Que estás sempre à sombra. É difícil ao sol olhar para ti, talvez porque sofra a cada entardecer, ao despedir-se da beleza do Douro que te percorre, dos Clérigos que te simbolizam, da gente resiliente, afável e corajosa que por ti deambula. Essa gente que é gente com cara de gente, alma lusitana camoniana.
És corpo e voz da nação, és dor e felicidade dos estudantes. Albergas capas negras, fitas de todas as cores. Aceitas a diferença, enalteces a pluralidade, reiteras pela singularidade. Respirar o teu ar é diferente. É respirar a sofreguidão com que se palmeia Sta. Catarina, é saborear a francesinha, correr pelas ruas antigas do teu coração.

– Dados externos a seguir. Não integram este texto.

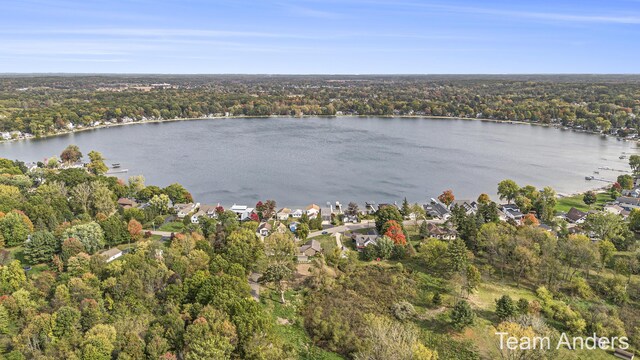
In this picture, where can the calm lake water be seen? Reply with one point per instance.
(299, 161)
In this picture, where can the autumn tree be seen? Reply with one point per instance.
(96, 164)
(71, 154)
(280, 250)
(508, 190)
(394, 231)
(446, 197)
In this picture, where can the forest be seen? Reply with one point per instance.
(46, 104)
(190, 296)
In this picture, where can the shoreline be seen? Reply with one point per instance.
(159, 121)
(597, 189)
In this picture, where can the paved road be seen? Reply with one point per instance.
(365, 224)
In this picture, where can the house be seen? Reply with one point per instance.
(326, 213)
(283, 214)
(208, 211)
(312, 211)
(614, 209)
(281, 228)
(264, 229)
(310, 248)
(469, 206)
(362, 241)
(370, 208)
(437, 209)
(628, 203)
(635, 192)
(127, 203)
(111, 254)
(440, 233)
(244, 212)
(511, 211)
(576, 216)
(183, 210)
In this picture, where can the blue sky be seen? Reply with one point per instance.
(320, 36)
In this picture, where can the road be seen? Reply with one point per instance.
(365, 224)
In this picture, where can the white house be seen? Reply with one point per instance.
(243, 211)
(204, 211)
(283, 214)
(183, 210)
(312, 211)
(112, 254)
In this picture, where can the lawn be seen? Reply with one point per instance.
(174, 226)
(566, 203)
(289, 325)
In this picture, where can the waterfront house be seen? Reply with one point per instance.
(312, 211)
(511, 211)
(283, 214)
(264, 229)
(469, 206)
(576, 216)
(297, 213)
(362, 240)
(127, 203)
(183, 210)
(111, 254)
(244, 212)
(310, 248)
(436, 209)
(441, 233)
(628, 203)
(208, 211)
(326, 213)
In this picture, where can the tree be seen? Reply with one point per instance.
(447, 197)
(394, 231)
(389, 339)
(71, 154)
(405, 210)
(102, 199)
(462, 315)
(457, 254)
(15, 227)
(484, 199)
(115, 230)
(352, 209)
(90, 235)
(98, 343)
(159, 204)
(472, 279)
(96, 164)
(134, 228)
(505, 308)
(590, 198)
(385, 214)
(606, 249)
(634, 163)
(508, 190)
(280, 250)
(41, 247)
(625, 182)
(302, 231)
(530, 220)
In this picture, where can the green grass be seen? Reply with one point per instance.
(174, 226)
(566, 203)
(293, 333)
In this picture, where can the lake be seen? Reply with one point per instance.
(300, 161)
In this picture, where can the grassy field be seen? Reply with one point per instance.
(174, 226)
(289, 325)
(566, 203)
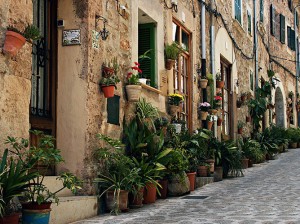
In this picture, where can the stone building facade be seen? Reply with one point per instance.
(71, 106)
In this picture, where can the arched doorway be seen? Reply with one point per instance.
(279, 108)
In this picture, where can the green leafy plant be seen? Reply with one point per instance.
(172, 51)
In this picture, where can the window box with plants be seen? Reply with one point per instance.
(133, 87)
(204, 107)
(15, 39)
(37, 198)
(219, 82)
(172, 52)
(174, 101)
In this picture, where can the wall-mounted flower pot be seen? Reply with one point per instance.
(240, 131)
(248, 118)
(13, 43)
(133, 92)
(203, 115)
(220, 84)
(173, 110)
(108, 91)
(219, 121)
(169, 64)
(203, 83)
(107, 71)
(209, 124)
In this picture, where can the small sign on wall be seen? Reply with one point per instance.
(71, 37)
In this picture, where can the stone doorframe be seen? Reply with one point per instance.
(279, 99)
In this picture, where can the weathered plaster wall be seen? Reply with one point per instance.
(15, 73)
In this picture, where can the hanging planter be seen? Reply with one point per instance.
(203, 115)
(133, 92)
(108, 91)
(203, 83)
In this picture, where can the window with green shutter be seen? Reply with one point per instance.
(238, 10)
(261, 10)
(146, 42)
(282, 28)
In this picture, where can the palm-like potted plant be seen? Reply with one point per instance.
(15, 39)
(172, 52)
(37, 198)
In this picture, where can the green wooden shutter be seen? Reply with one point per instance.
(147, 42)
(282, 28)
(272, 19)
(261, 10)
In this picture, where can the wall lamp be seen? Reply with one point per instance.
(104, 32)
(173, 5)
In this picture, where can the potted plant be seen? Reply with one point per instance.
(14, 179)
(110, 68)
(133, 87)
(219, 83)
(15, 39)
(174, 100)
(204, 110)
(209, 121)
(240, 127)
(203, 80)
(108, 85)
(37, 198)
(117, 177)
(172, 52)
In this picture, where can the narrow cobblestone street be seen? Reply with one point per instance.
(268, 193)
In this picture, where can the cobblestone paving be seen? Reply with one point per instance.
(268, 193)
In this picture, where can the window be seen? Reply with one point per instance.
(238, 10)
(146, 42)
(291, 38)
(282, 28)
(226, 77)
(181, 76)
(249, 23)
(261, 10)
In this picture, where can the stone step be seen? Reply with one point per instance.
(201, 181)
(53, 185)
(72, 209)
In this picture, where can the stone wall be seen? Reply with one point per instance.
(15, 73)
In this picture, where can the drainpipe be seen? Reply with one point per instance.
(203, 49)
(255, 42)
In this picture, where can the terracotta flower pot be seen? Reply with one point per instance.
(218, 173)
(13, 43)
(202, 171)
(164, 189)
(149, 193)
(244, 163)
(107, 71)
(203, 83)
(169, 64)
(192, 179)
(10, 219)
(173, 110)
(133, 92)
(136, 201)
(123, 200)
(219, 121)
(209, 125)
(211, 163)
(220, 84)
(108, 91)
(240, 131)
(203, 115)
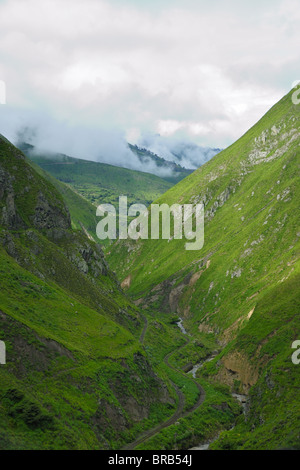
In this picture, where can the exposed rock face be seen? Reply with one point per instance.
(47, 216)
(236, 366)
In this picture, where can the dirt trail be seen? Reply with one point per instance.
(179, 413)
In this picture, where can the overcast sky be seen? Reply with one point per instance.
(199, 70)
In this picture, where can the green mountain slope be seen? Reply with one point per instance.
(100, 182)
(76, 375)
(241, 286)
(177, 171)
(82, 212)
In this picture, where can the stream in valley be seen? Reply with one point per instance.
(241, 398)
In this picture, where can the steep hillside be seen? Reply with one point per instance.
(100, 182)
(76, 375)
(241, 286)
(176, 171)
(82, 212)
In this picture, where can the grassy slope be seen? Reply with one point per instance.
(82, 212)
(250, 260)
(103, 183)
(76, 375)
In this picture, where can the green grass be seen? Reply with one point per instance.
(245, 292)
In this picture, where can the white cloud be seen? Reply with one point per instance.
(201, 70)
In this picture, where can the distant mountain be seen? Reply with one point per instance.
(99, 182)
(180, 156)
(242, 288)
(168, 170)
(76, 374)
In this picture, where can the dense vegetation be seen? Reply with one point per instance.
(242, 286)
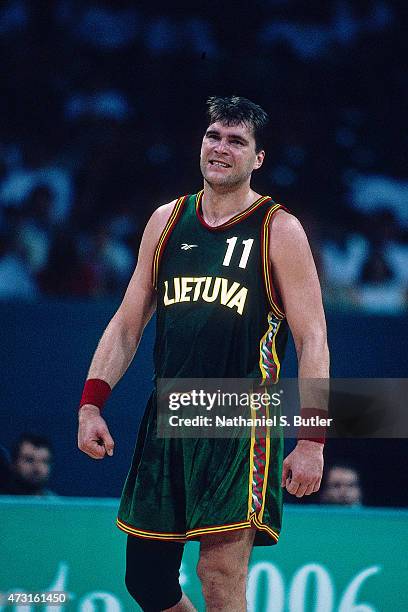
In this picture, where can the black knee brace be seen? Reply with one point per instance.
(152, 573)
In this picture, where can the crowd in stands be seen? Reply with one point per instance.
(103, 110)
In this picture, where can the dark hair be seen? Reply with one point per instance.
(235, 109)
(35, 440)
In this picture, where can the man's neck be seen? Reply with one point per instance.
(218, 206)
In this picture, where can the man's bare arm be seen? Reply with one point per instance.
(295, 275)
(121, 338)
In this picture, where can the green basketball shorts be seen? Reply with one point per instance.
(180, 489)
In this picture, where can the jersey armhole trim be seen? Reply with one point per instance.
(274, 302)
(168, 228)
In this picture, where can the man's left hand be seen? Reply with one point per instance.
(303, 468)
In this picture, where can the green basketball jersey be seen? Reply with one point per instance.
(217, 311)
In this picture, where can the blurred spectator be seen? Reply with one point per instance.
(4, 468)
(15, 277)
(66, 274)
(38, 170)
(30, 468)
(380, 291)
(34, 229)
(111, 261)
(341, 485)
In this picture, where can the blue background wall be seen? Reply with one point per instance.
(45, 353)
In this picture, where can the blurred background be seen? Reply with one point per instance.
(102, 115)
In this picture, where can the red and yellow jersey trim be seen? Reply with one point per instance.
(235, 219)
(260, 452)
(269, 363)
(266, 266)
(192, 534)
(168, 228)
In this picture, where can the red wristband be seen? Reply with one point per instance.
(96, 392)
(311, 427)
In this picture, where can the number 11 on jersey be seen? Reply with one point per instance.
(245, 253)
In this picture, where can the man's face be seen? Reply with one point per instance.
(228, 155)
(342, 487)
(33, 466)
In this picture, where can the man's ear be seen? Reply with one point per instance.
(260, 156)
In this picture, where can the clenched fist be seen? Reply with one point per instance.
(94, 438)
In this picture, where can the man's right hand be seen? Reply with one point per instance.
(94, 438)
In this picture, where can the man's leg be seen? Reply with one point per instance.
(152, 575)
(223, 569)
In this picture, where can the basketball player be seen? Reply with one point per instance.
(227, 271)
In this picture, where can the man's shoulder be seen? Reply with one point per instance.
(285, 224)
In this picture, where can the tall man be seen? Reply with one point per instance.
(227, 271)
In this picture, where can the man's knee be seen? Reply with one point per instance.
(220, 578)
(152, 573)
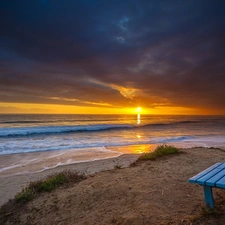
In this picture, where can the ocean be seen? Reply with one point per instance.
(76, 138)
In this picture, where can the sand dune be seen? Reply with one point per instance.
(153, 192)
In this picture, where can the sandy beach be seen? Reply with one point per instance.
(152, 192)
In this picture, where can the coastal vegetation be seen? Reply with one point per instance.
(160, 151)
(46, 185)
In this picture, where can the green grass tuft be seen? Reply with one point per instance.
(50, 183)
(160, 151)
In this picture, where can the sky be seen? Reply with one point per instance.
(88, 56)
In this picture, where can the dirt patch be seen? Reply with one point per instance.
(152, 192)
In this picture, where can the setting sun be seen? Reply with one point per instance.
(138, 109)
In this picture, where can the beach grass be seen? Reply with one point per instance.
(46, 185)
(160, 151)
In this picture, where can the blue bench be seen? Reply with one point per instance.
(214, 176)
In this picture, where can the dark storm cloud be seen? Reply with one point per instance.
(78, 52)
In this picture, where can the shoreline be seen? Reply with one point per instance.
(12, 181)
(33, 162)
(152, 192)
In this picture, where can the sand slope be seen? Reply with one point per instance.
(153, 192)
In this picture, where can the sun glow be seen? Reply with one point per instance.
(138, 109)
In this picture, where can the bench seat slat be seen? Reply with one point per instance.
(212, 181)
(211, 174)
(221, 183)
(204, 172)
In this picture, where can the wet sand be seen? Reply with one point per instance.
(152, 192)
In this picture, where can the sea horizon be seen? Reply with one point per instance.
(54, 140)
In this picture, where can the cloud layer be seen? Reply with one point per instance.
(113, 53)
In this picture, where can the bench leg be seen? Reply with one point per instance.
(208, 196)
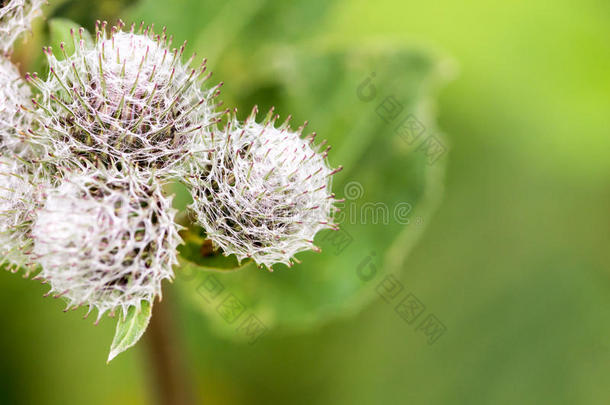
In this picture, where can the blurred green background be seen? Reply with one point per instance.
(513, 261)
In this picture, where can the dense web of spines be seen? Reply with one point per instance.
(127, 96)
(14, 122)
(265, 193)
(21, 192)
(106, 239)
(15, 18)
(82, 164)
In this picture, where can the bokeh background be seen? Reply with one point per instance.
(507, 243)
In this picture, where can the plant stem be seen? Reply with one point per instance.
(171, 377)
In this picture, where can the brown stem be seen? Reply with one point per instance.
(171, 377)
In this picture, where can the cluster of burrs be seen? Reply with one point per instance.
(85, 158)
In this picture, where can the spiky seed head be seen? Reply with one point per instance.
(266, 193)
(106, 239)
(21, 192)
(14, 121)
(126, 96)
(15, 18)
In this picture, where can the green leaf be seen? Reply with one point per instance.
(59, 31)
(130, 328)
(321, 86)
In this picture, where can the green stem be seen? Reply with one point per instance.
(170, 374)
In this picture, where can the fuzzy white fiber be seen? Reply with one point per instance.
(15, 18)
(265, 194)
(14, 122)
(106, 239)
(19, 197)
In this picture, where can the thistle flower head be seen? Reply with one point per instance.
(15, 18)
(127, 96)
(14, 92)
(266, 192)
(106, 239)
(19, 197)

Obrigada por me teres deixado chegar, mas sobretudo por me teres permitido regressar. Deixar-te dilacerou-me a alma. Foi preciso coragem para me deixares voar. Mas amei-te sempre. Mesmo quando aspirei não voltar a ti, eternizei-te no caminho que trilhei.
Obrigada por seres minha e de tantos outros, mesmo quando te deixamos. Obrigada por nunca deixarmos de ser teus.